Thursday 7 January 2010

Memories (I Dare You Not to Sing "Like the Corners of My Mind")

Because it takes so long to get everywhere in London (partly because of its sprawl and partly because of its appalling public transport system), I'm in the habit of vastly overestimating how long it will take to get anywhere. Today I left 45 minutes to travel via public transport from Capitol Hill (where my sister lives) to the eastern edge of Georgetown – a distance I probably could have nearly walked in that amount of time. So I got off the Metro midway and walked half of it. After years of visiting palaces and stately homes in England and Europe, the White House looks so tiny! Quaint, dare I say – though I hesitate to use that word since an old editor of mine cringed when I used it to describe DC itself.

Certain parts of DC hold memories for me in every step, from the White House itself (special tours with friends who worked for various administrations) to the walk across Lafayette Park, where I caught sight of the Hay-Adams Hotel (where my sister and I stayed the night before we left DC to drive cross country in 2000 – and also the night we in the wedding party stayed the night of her wedding. The hotel is also home to the Off the Record champagne bar, one of my first "friend dates" with one of my now-best friends – we went there because I was reviewing it.)

I passed places where I used to binge, coffee places I frequented, and bars where I behaved badly. On I walked, past Taberna del Alaberdero, where I went for lunch once years ago with an august journalist who died recently.

After lunch – with a (now wildly successful) old friend who always manages to make me feel like I have made his week by letting him know I'm in town (and who comes up with a ludicrously inappropriate imaginary job title for me so that he can justify expensing the lunch) – I walked up New Hampshire Avenue, passing the apartment building where I crashed on my sister's sofa for the first month after I graduated from college... Ah, I could go on.

About a year ago the counsellor I saw said my childhood and my mother's long illness had given me little faith in the world, and that I needed to trust a bit more.
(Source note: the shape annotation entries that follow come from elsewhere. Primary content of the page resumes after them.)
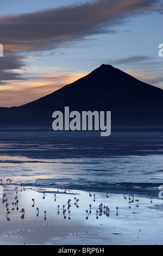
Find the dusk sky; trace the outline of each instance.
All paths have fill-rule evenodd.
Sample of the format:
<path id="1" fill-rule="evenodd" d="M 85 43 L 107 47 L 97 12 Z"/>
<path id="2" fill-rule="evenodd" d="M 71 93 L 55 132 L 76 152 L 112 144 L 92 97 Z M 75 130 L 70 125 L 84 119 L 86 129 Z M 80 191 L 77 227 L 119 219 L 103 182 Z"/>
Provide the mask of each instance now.
<path id="1" fill-rule="evenodd" d="M 162 14 L 155 0 L 1 0 L 0 106 L 36 100 L 102 64 L 163 89 Z"/>

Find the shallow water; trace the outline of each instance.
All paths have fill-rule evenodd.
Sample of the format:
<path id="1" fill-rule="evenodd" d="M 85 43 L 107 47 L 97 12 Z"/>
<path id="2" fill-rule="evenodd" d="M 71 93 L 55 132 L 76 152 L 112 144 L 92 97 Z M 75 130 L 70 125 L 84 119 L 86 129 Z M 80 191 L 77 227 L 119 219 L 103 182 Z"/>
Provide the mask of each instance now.
<path id="1" fill-rule="evenodd" d="M 163 134 L 0 132 L 0 178 L 26 186 L 158 197 Z"/>

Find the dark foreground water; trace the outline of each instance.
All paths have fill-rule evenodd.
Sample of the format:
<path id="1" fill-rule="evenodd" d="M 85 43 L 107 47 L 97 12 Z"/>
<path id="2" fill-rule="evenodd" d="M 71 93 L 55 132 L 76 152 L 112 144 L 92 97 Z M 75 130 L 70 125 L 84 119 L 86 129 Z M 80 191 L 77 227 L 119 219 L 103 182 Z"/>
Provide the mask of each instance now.
<path id="1" fill-rule="evenodd" d="M 26 186 L 158 196 L 163 133 L 0 132 L 0 178 Z"/>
He suggested that if I did, I would see that I wouldn't always get what I wanted, but that I would get what I needed. Despite the fear of an empty weekend this weekend and of BN2 (not fear of physical harm – just fear in general), on Tuesday I was wanting to get back to London; wanting to start the almost-certain-to-be-messy business of getting used to life on my own again. (I have always liked to get unpleasant things over with as quickly as possible.) But instead I've gotten extra time with my sister, who will almost certainly on bedrest the next time I see her – if not already the mother of three. The chance to reconnect with some friends I missed when I was here last summer, and to feel a bit more a part of my old friends' new lives (Sunday before the airport I'm attending friends' daughter's first birthday party).

It feels like a gift, and I am ridiculously, hug-a-stranger and smile-at-the-world grateful for it.

1 comment:

  1. You are going to be Aunty of triplets? That's really cool, you'll love it. I became an Aunty very unexpectedly 5 years ago and it's been the most fun thing ever, even though I'd been completely ambivalent about children to that point. Also, having a little person watching me gave me the final push to kick my eating problems. One more thing to be grateful for.